Andrew Bailey has revealed that the Financial Conduct Authority has been excluded from Brexit discussions in Europe.
The head of the UK financial watchdog said it had been shut out from certain discussions at its counterpart on the continent, the European Securities and Markets Authority.
Mr Bailey said the UK regulator had been excluded from talks on topics such as the future relationship between the UK and EU and what Esma expects of UK firms looking to operate on the continent.
He told FTAdviser's sister paper the Financial Times: "There are times when they want to discuss Brexit without us being present and there are issues they want to discuss amongst themselves, so we have a bit of shuttling in and then shuttling out."
ESMA confirmed that the UK had been shut out of some talks, but made no further comment.

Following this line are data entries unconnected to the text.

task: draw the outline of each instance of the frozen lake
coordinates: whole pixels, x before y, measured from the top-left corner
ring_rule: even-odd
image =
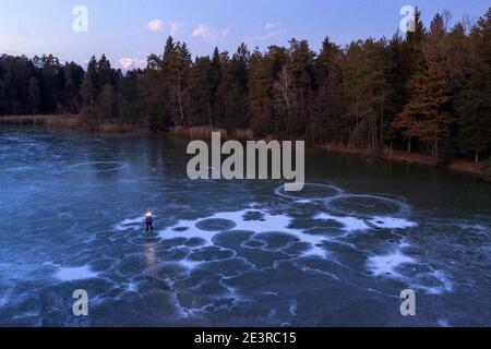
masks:
[[[286,193],[191,181],[185,145],[0,130],[0,326],[491,325],[489,183],[309,153]]]

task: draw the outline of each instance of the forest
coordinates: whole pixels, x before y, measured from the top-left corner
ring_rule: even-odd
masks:
[[[53,56],[0,57],[0,116],[79,115],[85,128],[168,131],[212,127],[309,145],[404,149],[491,168],[491,8],[475,23],[429,27],[340,47],[326,38],[193,59],[169,37],[143,70],[92,57],[86,70]]]

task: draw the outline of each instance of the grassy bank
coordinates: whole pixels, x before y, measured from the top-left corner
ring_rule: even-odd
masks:
[[[407,153],[405,151],[394,151],[388,147],[385,147],[382,153],[374,153],[369,149],[362,148],[348,148],[345,146],[337,146],[332,144],[326,144],[319,147],[320,149],[335,153],[344,153],[344,154],[352,154],[364,157],[379,157],[381,159],[387,161],[395,163],[406,163],[406,164],[415,164],[430,167],[441,166],[436,159],[431,157],[430,155],[420,154],[420,153]],[[453,159],[447,166],[441,166],[444,169],[448,169],[455,172],[460,172],[465,174],[471,174],[484,179],[487,181],[491,181],[491,174],[486,173],[480,164],[476,164],[475,161],[467,159]]]
[[[0,117],[0,125],[37,125],[60,129],[79,129],[81,127],[77,116],[14,116]]]
[[[84,130],[103,133],[148,133],[148,128],[146,127],[124,123],[105,122],[100,124],[86,124],[80,116],[73,115],[0,117],[0,125],[36,125],[52,129]]]
[[[103,133],[149,133],[148,128],[142,125],[132,124],[120,124],[120,123],[101,123],[97,125],[84,124],[79,116],[15,116],[15,117],[0,117],[0,125],[40,125],[47,128],[60,128],[60,129],[72,129],[72,130],[85,130],[93,132]],[[220,132],[221,139],[226,140],[237,140],[237,141],[251,141],[254,140],[254,132],[251,130],[235,130],[227,131],[225,129],[212,128],[212,127],[193,127],[183,128],[175,127],[169,129],[169,134],[178,137],[184,137],[188,140],[211,140],[212,132]],[[275,137],[270,135],[265,137],[265,141],[274,140]],[[404,151],[394,151],[388,147],[382,153],[373,153],[369,149],[363,148],[352,148],[333,144],[324,144],[322,146],[316,146],[315,148],[352,154],[364,157],[379,157],[388,161],[397,163],[409,163],[416,165],[439,166],[438,161],[429,155],[419,153],[407,153]],[[481,179],[491,181],[491,174],[486,173],[479,164],[476,164],[466,159],[454,159],[446,167],[446,169],[462,172],[466,174],[471,174],[479,177]]]

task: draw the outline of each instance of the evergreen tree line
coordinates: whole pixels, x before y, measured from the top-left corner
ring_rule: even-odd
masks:
[[[0,116],[77,113],[84,70],[53,56],[0,56]]]
[[[105,56],[85,75],[51,56],[0,60],[0,113],[81,111],[86,125],[124,123],[252,130],[311,145],[418,151],[435,159],[491,155],[491,8],[472,25],[447,13],[427,28],[346,47],[328,38],[194,60],[167,43],[144,70],[123,74]],[[81,76],[84,76],[82,80]]]

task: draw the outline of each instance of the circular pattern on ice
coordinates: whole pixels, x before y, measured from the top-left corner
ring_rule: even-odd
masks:
[[[120,161],[89,161],[70,166],[71,170],[82,172],[97,173],[119,171],[128,167],[127,164]]]
[[[403,201],[379,195],[344,194],[325,201],[326,208],[344,216],[372,218],[406,215],[409,205]]]
[[[276,195],[279,195],[289,200],[323,200],[327,197],[338,196],[344,191],[334,184],[324,183],[306,183],[303,189],[299,192],[285,192],[285,186],[280,185],[275,189]]]
[[[236,222],[229,219],[212,218],[196,222],[196,228],[204,231],[227,231],[236,227]]]

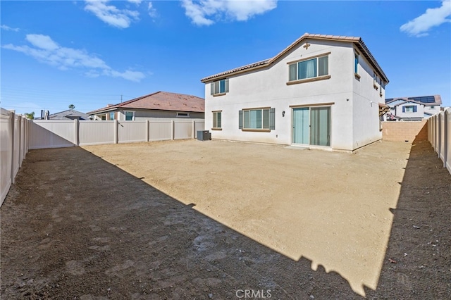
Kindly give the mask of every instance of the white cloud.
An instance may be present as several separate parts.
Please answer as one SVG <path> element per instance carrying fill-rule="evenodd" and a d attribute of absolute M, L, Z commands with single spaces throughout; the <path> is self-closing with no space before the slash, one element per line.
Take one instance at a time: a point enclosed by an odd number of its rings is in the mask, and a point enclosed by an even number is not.
<path fill-rule="evenodd" d="M 276 8 L 277 0 L 182 0 L 185 15 L 198 25 L 210 25 L 216 20 L 245 21 Z"/>
<path fill-rule="evenodd" d="M 32 46 L 8 44 L 2 46 L 2 48 L 22 52 L 60 70 L 85 69 L 85 74 L 91 77 L 103 75 L 139 82 L 145 77 L 138 71 L 128 70 L 119 72 L 113 70 L 95 55 L 90 54 L 85 50 L 61 46 L 47 35 L 27 35 L 26 39 Z"/>
<path fill-rule="evenodd" d="M 400 30 L 409 35 L 423 37 L 428 35 L 428 31 L 435 26 L 451 22 L 451 0 L 443 0 L 442 6 L 435 8 L 428 8 L 426 13 L 407 22 Z"/>
<path fill-rule="evenodd" d="M 149 11 L 149 15 L 152 18 L 155 18 L 156 16 L 156 10 L 154 8 L 154 6 L 152 2 L 149 2 L 149 5 L 147 6 L 147 11 Z"/>
<path fill-rule="evenodd" d="M 6 25 L 3 25 L 0 26 L 0 27 L 1 27 L 1 29 L 3 29 L 4 30 L 7 30 L 7 31 L 16 31 L 16 32 L 19 31 L 19 28 L 11 28 L 11 27 L 7 26 Z"/>
<path fill-rule="evenodd" d="M 130 2 L 140 4 L 139 1 Z M 118 9 L 113 5 L 107 5 L 108 0 L 87 0 L 85 10 L 94 13 L 106 24 L 118 28 L 127 28 L 132 21 L 138 20 L 140 13 L 128 9 Z"/>

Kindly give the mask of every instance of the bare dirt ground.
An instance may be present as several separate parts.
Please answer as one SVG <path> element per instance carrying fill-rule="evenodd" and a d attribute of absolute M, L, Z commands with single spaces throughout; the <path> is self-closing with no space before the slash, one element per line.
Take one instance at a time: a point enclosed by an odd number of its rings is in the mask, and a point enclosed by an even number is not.
<path fill-rule="evenodd" d="M 430 144 L 31 151 L 1 208 L 2 299 L 451 299 Z"/>

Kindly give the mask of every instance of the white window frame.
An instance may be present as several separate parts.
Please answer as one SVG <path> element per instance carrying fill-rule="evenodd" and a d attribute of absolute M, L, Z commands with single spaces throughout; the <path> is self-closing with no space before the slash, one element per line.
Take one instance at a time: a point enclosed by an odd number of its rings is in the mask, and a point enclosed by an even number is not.
<path fill-rule="evenodd" d="M 260 113 L 261 124 L 252 127 L 251 113 Z M 266 115 L 267 113 L 267 115 Z M 270 132 L 276 130 L 276 108 L 271 107 L 259 107 L 245 108 L 238 112 L 238 128 L 242 131 Z M 258 118 L 257 118 L 258 120 Z M 260 127 L 259 127 L 260 126 Z"/>
<path fill-rule="evenodd" d="M 213 113 L 212 129 L 222 129 L 222 116 L 223 116 L 222 111 L 213 111 L 212 113 Z M 218 115 L 219 115 L 219 118 L 218 118 Z"/>
<path fill-rule="evenodd" d="M 178 111 L 177 118 L 190 118 L 190 113 L 186 111 Z"/>

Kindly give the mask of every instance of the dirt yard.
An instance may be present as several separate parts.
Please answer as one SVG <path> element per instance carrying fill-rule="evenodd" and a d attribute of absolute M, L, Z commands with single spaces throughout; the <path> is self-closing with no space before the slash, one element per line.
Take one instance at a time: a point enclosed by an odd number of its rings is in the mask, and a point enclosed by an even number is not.
<path fill-rule="evenodd" d="M 451 175 L 426 142 L 34 150 L 1 208 L 1 292 L 451 299 L 450 212 Z"/>

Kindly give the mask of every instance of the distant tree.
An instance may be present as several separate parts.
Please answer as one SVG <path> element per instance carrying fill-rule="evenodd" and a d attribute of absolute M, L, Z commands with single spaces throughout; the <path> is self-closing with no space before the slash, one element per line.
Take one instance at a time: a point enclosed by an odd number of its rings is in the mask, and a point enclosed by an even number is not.
<path fill-rule="evenodd" d="M 28 118 L 30 120 L 35 119 L 35 112 L 32 111 L 31 113 L 25 113 L 25 117 Z"/>

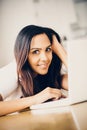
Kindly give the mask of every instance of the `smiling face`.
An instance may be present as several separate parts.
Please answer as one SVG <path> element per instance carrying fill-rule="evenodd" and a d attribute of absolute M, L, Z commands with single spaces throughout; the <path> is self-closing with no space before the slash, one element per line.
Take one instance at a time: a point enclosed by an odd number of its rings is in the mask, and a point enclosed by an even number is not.
<path fill-rule="evenodd" d="M 46 34 L 39 34 L 32 38 L 28 62 L 36 74 L 47 74 L 52 61 L 51 43 Z"/>

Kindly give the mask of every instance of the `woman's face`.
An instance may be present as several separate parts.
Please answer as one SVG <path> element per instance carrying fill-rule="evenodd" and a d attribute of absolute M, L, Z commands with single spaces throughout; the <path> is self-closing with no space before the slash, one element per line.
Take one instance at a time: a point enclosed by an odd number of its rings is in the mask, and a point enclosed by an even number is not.
<path fill-rule="evenodd" d="M 28 62 L 36 74 L 47 74 L 52 60 L 52 47 L 46 34 L 32 38 Z"/>

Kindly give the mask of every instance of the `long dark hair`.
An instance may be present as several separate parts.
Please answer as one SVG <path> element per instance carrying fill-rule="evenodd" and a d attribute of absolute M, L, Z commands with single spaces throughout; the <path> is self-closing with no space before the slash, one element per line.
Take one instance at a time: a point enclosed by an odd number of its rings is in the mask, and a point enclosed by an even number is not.
<path fill-rule="evenodd" d="M 14 45 L 14 55 L 17 63 L 18 84 L 21 86 L 24 96 L 31 96 L 49 87 L 61 87 L 60 69 L 61 60 L 53 53 L 51 65 L 46 75 L 32 77 L 31 67 L 28 62 L 31 40 L 39 34 L 46 34 L 52 44 L 54 34 L 61 43 L 59 35 L 52 29 L 29 25 L 24 27 L 18 34 Z"/>

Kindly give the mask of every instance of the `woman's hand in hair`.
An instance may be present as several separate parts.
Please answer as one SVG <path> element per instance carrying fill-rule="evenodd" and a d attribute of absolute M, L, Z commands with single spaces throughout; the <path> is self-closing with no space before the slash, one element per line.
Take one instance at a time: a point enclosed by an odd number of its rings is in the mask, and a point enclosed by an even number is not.
<path fill-rule="evenodd" d="M 52 50 L 61 59 L 63 64 L 68 68 L 67 52 L 63 48 L 63 46 L 58 42 L 58 40 L 57 40 L 55 35 L 53 35 Z"/>
<path fill-rule="evenodd" d="M 33 97 L 35 98 L 35 104 L 39 104 L 50 99 L 58 100 L 61 97 L 65 97 L 65 96 L 62 94 L 61 90 L 47 87 L 40 93 L 34 95 Z"/>

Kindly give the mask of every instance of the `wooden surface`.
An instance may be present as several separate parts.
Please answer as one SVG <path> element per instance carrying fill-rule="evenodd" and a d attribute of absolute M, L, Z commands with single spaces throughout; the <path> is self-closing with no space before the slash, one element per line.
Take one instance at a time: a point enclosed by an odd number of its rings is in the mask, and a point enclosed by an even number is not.
<path fill-rule="evenodd" d="M 0 130 L 87 130 L 87 102 L 3 116 Z"/>

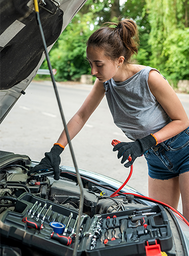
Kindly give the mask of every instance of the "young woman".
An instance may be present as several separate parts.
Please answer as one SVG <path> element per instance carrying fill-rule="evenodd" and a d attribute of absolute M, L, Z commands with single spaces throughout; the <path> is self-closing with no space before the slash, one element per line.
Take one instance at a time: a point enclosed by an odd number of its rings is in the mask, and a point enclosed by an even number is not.
<path fill-rule="evenodd" d="M 116 26 L 115 28 L 110 27 Z M 115 124 L 132 142 L 121 142 L 121 163 L 144 154 L 149 168 L 149 197 L 177 208 L 181 193 L 183 214 L 189 219 L 189 122 L 176 93 L 155 69 L 133 64 L 137 53 L 135 24 L 126 19 L 94 32 L 87 44 L 87 58 L 97 77 L 85 101 L 67 124 L 72 139 L 105 95 Z M 53 167 L 59 178 L 60 155 L 67 145 L 63 131 L 57 143 L 29 174 Z"/>

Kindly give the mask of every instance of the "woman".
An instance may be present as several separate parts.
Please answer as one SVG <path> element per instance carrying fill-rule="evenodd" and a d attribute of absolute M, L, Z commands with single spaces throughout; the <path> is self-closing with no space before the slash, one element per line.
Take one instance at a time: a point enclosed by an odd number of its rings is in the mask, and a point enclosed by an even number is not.
<path fill-rule="evenodd" d="M 114 25 L 115 28 L 109 27 Z M 97 77 L 85 101 L 67 124 L 70 139 L 81 130 L 106 95 L 115 124 L 133 140 L 113 151 L 124 163 L 144 154 L 149 168 L 149 195 L 175 208 L 181 194 L 183 214 L 189 219 L 189 122 L 176 93 L 159 72 L 133 64 L 137 30 L 130 19 L 109 23 L 87 44 L 87 58 Z M 57 143 L 29 173 L 53 167 L 59 179 L 60 155 L 67 145 L 63 131 Z"/>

It is reported that the Bank of England’s Prudential Regulation Authority has had a similar experience with the European Banking Authority.
Mr Bailey took the helm at the UK regulator last year after Martin Wheatley was dismissed in 2015.
His biggest task at the regulator currently is to work with the government to duplicate existing EU rules onto the UK statute books – a project the organisation has had to take on 15 additional lawyers to achieve.
He said: ‘The European parliament takes a bigger scrutinising role… and that’s not what the Westminster parliament is particularly in the business of doing.
"It has come back a bit recently with things like ring-fencing and the Senior Managers’ Regime, but they’re the exception, not the rule, for Westminster."
Ring-fencing has been one of the major reforms to the finance industry since the financial crisis; it forces lenders to separate their retail and investment-banking operations by 2019.
The senior managers’ regime involves the implementation of tough new accountability rules.
Mr Bailey said of the misconduct scandals: ‘I’d like to think that era will be over…We’re still playing some of it through.’
On top of all that, the watchdog is dealing with ongoing issues such as an investigation into the former HBOS bosses and the 2019 payment protection insurance mis-selling claims deadline. Mr Bailey is also overseeing the move of the 3,350-strong organisation from Canary Wharf to Stratford – a move which is understood to be deeply unpopular among staff at the watchdog.
He said: ‘Yes the view will be different. But we supervise 56,000 firms and only some of the larger ones are down the road.’